Massa Desak Percepatan Reformasi Polri, Wakapolda Kalteng Terangkan 3 Hal

Ayuningtias Puji Lestari - detikKalimantan
Senin, 02 Mar 2026 21:30 WIB
Aliansi Reformasi Polri (AROMI). Massa lalu audiensi bersama jajaran DPRD Kalteng dan aparat kepolisian.
Aliansi Reformasi Polri (AROMI) audiensi bersama jajaran DPRD Kalteng dan aparat kepolisian/Foto: Ayuningtias Puji Lestari/detikKalimantan
Palangka Raya -

Polda Kalteng menanggapi desakan massa yang meminta DPRD Kalteng segera merealisasikan 8 poin percepatan reformasi Polri yang sudah disahkan DPR RI. Desakan tersebut datang dari massa yang tergabung dalam Aliansi Reformasi Polri (AROMI) di aula DPRD Kalteng pada Senin (2/3/2026).

Massa mempersoalkan sikap represif yang dilakukan anggota kepolisian pada rakyat sipil. Itu setelah meninggalnya pelajar MTS di Tual, Maluku bulan lalu, hingga Gijik pemuda asal Kalteng yang tewas ditembak polisi pada 2023.
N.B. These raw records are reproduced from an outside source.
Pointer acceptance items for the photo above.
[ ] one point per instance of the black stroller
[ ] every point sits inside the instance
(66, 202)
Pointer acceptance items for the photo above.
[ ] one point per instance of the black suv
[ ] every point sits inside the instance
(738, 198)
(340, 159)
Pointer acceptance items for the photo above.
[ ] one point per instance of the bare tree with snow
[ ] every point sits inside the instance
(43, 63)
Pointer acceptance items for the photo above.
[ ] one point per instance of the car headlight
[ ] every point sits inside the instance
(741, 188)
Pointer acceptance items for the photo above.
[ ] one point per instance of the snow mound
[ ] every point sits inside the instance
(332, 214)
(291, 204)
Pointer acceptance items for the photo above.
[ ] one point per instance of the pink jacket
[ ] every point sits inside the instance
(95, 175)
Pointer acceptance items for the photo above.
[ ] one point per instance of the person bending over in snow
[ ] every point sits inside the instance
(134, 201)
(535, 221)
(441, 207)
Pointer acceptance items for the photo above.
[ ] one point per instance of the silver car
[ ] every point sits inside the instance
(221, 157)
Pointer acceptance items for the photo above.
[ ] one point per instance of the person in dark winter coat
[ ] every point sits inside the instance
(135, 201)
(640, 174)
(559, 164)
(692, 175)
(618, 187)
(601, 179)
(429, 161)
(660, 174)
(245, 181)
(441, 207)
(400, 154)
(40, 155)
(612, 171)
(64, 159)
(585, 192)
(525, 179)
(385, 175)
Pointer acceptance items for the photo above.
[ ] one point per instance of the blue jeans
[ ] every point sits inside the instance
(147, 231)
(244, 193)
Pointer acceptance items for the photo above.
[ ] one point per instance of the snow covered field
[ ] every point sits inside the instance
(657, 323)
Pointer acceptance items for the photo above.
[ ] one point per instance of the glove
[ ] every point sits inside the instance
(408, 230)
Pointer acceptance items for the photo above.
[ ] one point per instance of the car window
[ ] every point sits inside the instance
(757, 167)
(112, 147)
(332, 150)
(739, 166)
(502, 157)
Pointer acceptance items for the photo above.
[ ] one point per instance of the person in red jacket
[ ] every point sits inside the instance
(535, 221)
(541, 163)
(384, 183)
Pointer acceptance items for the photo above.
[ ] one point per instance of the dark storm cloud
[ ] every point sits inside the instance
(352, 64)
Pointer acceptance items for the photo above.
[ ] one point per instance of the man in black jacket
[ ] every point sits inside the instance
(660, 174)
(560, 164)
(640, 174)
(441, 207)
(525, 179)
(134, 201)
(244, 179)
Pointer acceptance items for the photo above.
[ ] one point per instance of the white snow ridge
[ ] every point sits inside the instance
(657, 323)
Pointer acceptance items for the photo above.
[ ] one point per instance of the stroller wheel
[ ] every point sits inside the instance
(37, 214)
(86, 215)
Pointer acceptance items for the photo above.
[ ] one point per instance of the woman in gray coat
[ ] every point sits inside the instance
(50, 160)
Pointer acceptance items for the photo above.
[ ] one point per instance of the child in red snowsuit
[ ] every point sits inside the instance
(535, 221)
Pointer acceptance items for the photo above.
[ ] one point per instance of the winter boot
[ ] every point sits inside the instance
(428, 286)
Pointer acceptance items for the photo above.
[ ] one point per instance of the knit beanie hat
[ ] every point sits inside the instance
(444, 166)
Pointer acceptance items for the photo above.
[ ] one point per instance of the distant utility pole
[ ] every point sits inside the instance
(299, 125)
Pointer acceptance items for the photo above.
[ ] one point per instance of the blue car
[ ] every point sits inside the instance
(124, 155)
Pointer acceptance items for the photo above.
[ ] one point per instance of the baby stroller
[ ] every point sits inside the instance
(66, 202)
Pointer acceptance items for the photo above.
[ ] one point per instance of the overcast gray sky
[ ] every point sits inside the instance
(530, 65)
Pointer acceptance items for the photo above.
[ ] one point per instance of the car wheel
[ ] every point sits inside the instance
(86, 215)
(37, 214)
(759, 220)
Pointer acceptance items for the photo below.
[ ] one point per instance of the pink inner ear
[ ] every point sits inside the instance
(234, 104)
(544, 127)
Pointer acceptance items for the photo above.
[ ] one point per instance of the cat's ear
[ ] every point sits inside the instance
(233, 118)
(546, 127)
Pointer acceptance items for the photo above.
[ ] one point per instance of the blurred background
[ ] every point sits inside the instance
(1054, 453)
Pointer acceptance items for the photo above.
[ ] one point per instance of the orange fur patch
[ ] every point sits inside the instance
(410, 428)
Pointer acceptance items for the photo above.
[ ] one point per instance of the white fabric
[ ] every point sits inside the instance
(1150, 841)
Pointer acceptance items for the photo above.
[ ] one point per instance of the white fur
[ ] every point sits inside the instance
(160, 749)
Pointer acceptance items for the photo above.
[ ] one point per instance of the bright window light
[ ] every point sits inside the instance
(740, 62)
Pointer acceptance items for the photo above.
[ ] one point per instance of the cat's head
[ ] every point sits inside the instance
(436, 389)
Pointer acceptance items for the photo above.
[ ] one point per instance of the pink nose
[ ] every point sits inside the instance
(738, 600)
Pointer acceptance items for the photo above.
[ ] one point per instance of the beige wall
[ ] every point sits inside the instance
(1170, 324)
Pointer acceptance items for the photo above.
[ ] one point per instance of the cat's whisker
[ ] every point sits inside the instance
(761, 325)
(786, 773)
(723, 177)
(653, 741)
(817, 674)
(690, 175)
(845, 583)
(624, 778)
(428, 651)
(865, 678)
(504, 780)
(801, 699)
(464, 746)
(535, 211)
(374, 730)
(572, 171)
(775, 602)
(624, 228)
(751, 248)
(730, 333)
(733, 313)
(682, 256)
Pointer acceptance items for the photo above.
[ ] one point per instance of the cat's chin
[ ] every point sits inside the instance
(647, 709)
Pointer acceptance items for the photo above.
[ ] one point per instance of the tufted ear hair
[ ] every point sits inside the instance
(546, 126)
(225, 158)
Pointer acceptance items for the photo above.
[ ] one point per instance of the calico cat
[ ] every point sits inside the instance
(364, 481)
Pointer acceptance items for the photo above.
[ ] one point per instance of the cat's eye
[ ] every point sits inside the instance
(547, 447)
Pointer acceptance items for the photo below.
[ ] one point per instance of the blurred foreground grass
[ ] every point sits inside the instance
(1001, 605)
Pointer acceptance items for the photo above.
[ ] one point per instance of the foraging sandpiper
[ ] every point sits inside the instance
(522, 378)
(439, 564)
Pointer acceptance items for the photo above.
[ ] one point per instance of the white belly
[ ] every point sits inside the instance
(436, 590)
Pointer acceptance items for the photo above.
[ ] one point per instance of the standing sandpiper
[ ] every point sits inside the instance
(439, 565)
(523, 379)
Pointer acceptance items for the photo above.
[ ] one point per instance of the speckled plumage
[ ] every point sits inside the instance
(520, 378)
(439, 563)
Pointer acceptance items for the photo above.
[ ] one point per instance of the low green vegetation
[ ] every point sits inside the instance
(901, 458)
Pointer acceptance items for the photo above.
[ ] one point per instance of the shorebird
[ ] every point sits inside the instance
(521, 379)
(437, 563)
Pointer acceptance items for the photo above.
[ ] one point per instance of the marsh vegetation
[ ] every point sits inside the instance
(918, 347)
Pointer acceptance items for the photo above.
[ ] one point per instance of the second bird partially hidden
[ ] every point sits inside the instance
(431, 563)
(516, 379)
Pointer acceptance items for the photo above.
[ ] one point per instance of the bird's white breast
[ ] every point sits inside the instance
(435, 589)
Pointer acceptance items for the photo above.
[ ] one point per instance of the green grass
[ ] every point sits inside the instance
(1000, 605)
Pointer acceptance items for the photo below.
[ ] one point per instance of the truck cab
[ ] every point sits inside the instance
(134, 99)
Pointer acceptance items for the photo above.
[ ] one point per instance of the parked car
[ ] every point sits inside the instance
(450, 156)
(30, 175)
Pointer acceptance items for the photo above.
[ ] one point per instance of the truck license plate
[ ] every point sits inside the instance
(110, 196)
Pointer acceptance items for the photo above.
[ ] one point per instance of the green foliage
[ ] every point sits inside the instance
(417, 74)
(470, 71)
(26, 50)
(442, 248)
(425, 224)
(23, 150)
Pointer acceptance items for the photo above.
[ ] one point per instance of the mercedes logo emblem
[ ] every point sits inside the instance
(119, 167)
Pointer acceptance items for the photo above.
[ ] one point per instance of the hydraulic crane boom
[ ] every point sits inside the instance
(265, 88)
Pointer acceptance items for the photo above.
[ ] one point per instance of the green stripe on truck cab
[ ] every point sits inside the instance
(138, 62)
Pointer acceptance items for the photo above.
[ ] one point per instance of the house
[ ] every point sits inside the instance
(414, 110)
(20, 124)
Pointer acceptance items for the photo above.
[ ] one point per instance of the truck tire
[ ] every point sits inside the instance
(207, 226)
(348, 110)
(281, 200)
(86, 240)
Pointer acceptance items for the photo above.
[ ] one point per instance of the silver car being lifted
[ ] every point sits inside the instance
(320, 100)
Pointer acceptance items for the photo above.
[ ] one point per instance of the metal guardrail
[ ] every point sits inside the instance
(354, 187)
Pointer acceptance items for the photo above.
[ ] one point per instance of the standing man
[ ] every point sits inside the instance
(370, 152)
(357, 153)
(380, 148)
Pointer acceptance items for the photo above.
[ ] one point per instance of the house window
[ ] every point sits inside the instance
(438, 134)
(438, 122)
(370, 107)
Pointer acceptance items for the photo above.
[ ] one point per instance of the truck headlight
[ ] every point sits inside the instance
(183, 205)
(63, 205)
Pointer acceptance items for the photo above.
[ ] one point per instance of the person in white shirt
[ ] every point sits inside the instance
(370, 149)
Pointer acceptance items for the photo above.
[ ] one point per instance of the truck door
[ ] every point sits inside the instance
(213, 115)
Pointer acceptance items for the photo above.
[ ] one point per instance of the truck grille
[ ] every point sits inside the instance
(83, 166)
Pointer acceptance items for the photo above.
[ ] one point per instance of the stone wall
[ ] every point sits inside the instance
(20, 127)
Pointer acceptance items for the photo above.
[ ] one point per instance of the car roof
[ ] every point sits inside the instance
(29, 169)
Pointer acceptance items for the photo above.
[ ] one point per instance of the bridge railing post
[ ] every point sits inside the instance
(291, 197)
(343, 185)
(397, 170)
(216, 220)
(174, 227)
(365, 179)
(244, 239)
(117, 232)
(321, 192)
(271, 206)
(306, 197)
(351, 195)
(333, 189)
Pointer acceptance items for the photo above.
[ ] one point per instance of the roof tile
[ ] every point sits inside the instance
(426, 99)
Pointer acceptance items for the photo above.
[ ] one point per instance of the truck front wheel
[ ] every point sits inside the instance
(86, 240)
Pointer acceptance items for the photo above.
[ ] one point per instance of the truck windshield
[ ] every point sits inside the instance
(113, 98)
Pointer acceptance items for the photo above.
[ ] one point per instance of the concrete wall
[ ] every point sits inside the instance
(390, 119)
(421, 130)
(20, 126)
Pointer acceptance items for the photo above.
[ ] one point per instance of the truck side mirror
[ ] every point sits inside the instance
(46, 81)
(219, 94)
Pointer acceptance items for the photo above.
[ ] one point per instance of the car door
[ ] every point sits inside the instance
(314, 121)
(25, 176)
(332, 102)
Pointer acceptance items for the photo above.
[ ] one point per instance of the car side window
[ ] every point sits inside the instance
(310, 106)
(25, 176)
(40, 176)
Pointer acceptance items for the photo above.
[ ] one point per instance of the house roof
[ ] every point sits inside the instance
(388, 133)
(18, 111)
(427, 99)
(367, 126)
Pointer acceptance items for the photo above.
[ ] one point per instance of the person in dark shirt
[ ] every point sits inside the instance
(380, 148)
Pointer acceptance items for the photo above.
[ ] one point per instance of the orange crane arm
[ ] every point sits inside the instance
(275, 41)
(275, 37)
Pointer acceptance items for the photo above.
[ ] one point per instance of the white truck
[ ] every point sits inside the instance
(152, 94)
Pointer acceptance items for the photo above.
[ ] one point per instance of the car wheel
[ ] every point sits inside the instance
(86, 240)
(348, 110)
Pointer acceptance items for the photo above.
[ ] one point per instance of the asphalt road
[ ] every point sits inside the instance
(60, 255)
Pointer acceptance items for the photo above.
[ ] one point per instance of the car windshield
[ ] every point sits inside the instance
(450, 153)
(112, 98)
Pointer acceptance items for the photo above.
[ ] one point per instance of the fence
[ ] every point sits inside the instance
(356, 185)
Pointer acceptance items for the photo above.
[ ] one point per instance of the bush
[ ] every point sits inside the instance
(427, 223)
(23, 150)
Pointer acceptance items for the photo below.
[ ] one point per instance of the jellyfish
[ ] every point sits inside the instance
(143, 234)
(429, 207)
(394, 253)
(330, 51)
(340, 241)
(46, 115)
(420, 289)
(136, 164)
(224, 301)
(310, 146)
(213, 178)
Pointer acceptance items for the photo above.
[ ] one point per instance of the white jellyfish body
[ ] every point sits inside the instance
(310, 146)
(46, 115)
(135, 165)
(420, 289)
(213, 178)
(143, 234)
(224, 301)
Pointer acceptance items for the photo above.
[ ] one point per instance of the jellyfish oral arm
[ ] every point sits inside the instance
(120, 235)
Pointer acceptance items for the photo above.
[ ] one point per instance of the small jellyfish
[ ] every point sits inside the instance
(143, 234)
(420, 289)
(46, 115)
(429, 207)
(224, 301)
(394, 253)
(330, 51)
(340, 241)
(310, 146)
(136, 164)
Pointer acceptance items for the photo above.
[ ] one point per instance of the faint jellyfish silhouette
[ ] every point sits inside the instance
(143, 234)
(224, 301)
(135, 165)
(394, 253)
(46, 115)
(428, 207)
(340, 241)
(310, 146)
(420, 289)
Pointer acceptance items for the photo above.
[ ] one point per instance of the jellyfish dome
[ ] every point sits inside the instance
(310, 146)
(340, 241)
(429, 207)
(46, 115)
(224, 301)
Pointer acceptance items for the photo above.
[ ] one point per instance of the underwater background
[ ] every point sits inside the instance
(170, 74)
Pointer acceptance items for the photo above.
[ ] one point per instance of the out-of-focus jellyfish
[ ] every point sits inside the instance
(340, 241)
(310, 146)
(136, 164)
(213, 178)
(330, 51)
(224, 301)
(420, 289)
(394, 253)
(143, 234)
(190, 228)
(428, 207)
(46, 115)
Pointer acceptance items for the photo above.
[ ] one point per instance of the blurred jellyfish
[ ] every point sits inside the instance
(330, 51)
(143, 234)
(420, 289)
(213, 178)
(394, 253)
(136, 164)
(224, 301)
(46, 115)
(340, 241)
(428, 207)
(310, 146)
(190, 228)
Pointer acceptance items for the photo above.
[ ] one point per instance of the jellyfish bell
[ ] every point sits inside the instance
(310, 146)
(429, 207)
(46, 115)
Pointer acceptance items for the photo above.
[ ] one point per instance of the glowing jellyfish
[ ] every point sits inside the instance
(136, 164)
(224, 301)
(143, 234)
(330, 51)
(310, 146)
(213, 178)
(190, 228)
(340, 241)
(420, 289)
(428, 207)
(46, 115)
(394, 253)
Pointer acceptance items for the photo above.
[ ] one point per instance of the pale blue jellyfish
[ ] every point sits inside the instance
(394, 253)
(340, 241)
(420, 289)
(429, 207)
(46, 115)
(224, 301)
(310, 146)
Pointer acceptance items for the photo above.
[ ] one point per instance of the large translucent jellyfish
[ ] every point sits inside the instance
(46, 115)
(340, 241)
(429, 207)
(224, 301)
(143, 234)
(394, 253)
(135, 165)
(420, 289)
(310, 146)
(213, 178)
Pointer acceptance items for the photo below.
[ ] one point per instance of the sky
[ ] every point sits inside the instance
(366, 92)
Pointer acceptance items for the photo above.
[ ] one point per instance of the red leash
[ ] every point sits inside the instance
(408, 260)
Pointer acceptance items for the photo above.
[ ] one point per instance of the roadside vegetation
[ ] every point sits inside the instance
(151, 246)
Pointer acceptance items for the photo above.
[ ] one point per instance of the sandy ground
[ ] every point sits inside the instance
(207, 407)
Wakapolda Kalteng Yosi Muhamartha menerangkan terdapat tiga hal yang perlu diperhatikan dalam reformasi Polri. Di antaranya yakni reformasi instrumental, struktural, dan kultural.

ADVERTISEMENT

SCROLL TO CONTINUE WITH CONTENT

Dalam hal reformasi kultural, Yosi menyayangkan adanya tindakan-tindakan pelanggaran hukum yang dilakukan oleh oknum aparat kepolisian. Menurutnya, persoalan ini menjadi PR yang terus diperhatikan.

"Yang masih berlangsung ini berkaitan dengan reformasi kultural karena berkaitan dengan perilaku-perilaku yang ada di anggota Polri itu bagaimana bisa menjadi polisi yang baik, penegak hukum, pengayom dan pelindung masyarakat. Tentu kita sayangkan adanya oknum-oknum yang melakukan pelanggaran," ujarnya saat audiensi di DPRD Kalteng, Senin sore (2/3/2026).

Yosi menegaskan pihaknya tetap berupaya menangani persoalan kultural tersebut. Salah satunya dengan meningkatkan pengawasan baik secara internal maupun eksternal.

"Kita berupaya meningkatkan fungsi pengawasan, selain pengawasan internal seperti inspektorat pengawasan daerah, juga Propam, kita juga berkoordinasi dengan pihak eksternal seperti Kompolnas, Komnas HAM, termasuk juga tadi kelompok-kelompok mahasiswa dan masyarakat," ungkapnya.

Terkait reformasi struktural, Yosi menegaskan posisi Polri tetap berada di bawah Presiden. Sementara itu, reformasi secara instrumental, keberadaan Polri sudah ditetapkan berdasarkan instrumen hukum di Indonesia (KUHAP).

"Dalam hal reformasi struktural ini kita menginginkan tetap berada di bawah Presiden," ujar Yosi.

Sementara itu, Wakil III DPRD Kalteng, Junaidi meminta kepada massa aksi agar persoalan masyarakat di Kalteng dan nasional diperjuangkan bersama-sama. Pihaknya terbuka terhadap setiap aspirasi yang dilayangkan dari masyarakat.

"Yang kalian lakukan ini masih kurang dibandingkan perjuangan kami saat tahun 98. Maksud saya jangan sampai semangat kalian turun. Kedepannya kita bisa terus berdiskusi, jangan berhenti pada aksi saja," ujar Junaidi.

Junaidi menegaskan pihaknya akan menyampaikan tuntutan massa pada 5 Maret mendatang. "Tanggal 4 nanti kita berangkat ke Jakarta. Tanggal 5 kita sampaikan tuntutannya," pungkas Junaidi.